Crypto Twitter has been overrun by sentient, well informed chatbots which reply at the speed of refreshing your browser and can maintain hundreds of simultaneous conversations without missing a beat. To many, the rise of these on-chain agents is a welcome upgrade from human influencers like BitBoy and GCR, who have mixed track records and opaque incentives. These agents, like on-chain analyst AIXBT, have quickly risen to the top of crypto twitter influencer mindshare rankings, given their ability to respond at the speed of the internet and justify opinions with data.
Today AIXBT is one of few agents that trades at a nine figure valuation, but as the number of utility-focused agentic launches accelerates next year, many will compare this new agentic asset class to the similar explosion of NFTs in 2021.
On-chain agents and NFTs share many similarities: they curate communities and organize attention, they’re fun to speculate on and offer vague promises of future value. But most importantly they represent novel assets, with no analogue in the traditional finance world.
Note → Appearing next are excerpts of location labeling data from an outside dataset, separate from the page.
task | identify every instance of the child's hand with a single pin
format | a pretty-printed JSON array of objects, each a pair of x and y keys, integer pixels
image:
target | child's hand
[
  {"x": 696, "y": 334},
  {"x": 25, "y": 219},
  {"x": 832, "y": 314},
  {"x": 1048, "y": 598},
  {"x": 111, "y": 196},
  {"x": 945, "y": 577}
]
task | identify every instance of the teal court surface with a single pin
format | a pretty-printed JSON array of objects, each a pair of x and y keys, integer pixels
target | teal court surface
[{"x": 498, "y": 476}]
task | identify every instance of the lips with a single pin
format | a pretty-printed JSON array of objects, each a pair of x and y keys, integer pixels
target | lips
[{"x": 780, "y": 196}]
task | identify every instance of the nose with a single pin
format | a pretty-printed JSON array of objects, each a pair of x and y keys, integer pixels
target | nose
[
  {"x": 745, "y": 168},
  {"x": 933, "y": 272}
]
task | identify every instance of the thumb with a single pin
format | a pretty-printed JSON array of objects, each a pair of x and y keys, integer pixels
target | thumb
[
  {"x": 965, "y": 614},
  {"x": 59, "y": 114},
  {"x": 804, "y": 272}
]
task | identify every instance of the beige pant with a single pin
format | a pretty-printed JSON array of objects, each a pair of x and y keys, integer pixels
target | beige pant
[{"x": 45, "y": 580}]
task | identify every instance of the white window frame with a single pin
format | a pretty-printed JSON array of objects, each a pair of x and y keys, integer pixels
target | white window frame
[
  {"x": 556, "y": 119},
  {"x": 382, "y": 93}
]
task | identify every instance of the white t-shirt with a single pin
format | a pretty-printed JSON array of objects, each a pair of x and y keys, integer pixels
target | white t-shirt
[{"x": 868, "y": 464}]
After the SEC’s lawsuits targeting NFT projects like Flyfish Club and Stoner Cats made it nearly impossible to build an innovative idea with that primitive, NFTs as unique assets lost momentum. In the vacuum left behind, memecoins surged forward, offering a mix of humor and speculative fervor to fill the void once occupied by NFTs' ambitious promises. Because they looked like other trading-only assets which were lightly regulated, the SEC was unable to stifle their development as they did in every other corner in crypto. Memecoins required users to make fewer choices, versus NFTs which combined aspects like rarity and tier that obfuscated any underlying value. Their use was supercharged by platforms like pump.fun, which reduced the creation of new memecoins to just a couple clicks, setting off a frenzy of speculation and new user behaviors tied to token price appreciation. You can find a compilation of the more extreme attempts here.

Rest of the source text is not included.